The Rev. William Currie said one reason for the lack of a Jesuit pontiff until now may be “a certain amount of suspicion” surrounding the order. Currie is a Jesuit himself, and the former president of Sophia University, a Jesuit school in Tokyo.
“Jesuits are picked out for criticism more than most other religious orders, going back to England or the Reformation when ‘Jesuitical’ was a bad word. It meant someone who was devious and sly and cunning and that sort of thing. Those sort of things probably don't come to minds of cardinals when they're electing a pope, but it's a stereotype that dies hard,” said Currie.
The stereotype is far removed from Ricardo Jalbuena’s experience of Jesuits. The 56-year-old attended the Ateneo de Manila University, a Jesuit school, from elementary days through college. He admitted his bias for Pope Francis’s religious order.
“The beauty about the Jesuit community is that it is a very dynamic and diverse culture of great theological minds, who are always are there to study, explore, challenge ideas…” he said.
Some members of the Society of Jesus have been known for being outspoken on political and religious issues, and for living materially humble lives.
The Rev. Mario Francisco, president of the Loyola School of Theology at the Ateneo in Manila, called the new pope’s life “unusual” because it has been widely reported that Pope Francis, when he was Cardinal Jorje Mario Bergoglio of Argentina, gave up the cardinal’s mansion for an apartment and took public transportation.

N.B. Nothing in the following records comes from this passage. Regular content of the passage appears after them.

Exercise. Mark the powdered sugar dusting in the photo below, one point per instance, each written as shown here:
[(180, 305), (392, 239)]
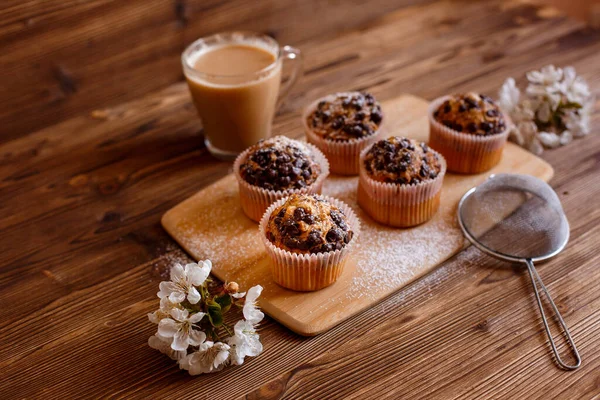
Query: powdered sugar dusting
[(215, 227)]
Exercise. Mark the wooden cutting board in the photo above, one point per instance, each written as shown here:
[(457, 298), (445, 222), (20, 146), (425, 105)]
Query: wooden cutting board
[(211, 225)]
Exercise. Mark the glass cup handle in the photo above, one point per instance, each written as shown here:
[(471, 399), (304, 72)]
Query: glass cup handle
[(294, 55)]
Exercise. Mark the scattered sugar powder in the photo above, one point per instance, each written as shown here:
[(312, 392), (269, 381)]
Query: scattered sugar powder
[(215, 227)]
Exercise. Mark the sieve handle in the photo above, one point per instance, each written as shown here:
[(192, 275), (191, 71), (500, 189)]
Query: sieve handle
[(535, 279)]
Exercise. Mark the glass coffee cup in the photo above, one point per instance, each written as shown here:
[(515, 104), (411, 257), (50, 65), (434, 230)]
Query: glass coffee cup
[(235, 82)]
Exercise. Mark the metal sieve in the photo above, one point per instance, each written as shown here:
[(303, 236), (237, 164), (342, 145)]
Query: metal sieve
[(519, 218)]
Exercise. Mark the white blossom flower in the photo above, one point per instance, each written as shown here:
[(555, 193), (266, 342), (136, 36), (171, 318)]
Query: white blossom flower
[(183, 282), (210, 357), (549, 139), (163, 345), (536, 147), (575, 87), (182, 328), (245, 342), (509, 95), (577, 121), (544, 113), (251, 313), (166, 305), (565, 138)]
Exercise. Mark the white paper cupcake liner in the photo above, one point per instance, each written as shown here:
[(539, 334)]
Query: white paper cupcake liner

“And I think the fact that he takes the name for Francis of Assisi is another indication of that sort of preference and love for the poor and a simple lifestyle. That is, I think, very, very good,” said Francisco.
Jalbuena said he believes Pope Francis chose his name after Francis Xavier, one of the Jesuits’ founders who spent years evangelizing in India, Indonesia and Japan in the 16th century.
The new pope has not yet said personally that either of those two major figures in the Roman Catholic Church was the inspiration for his name.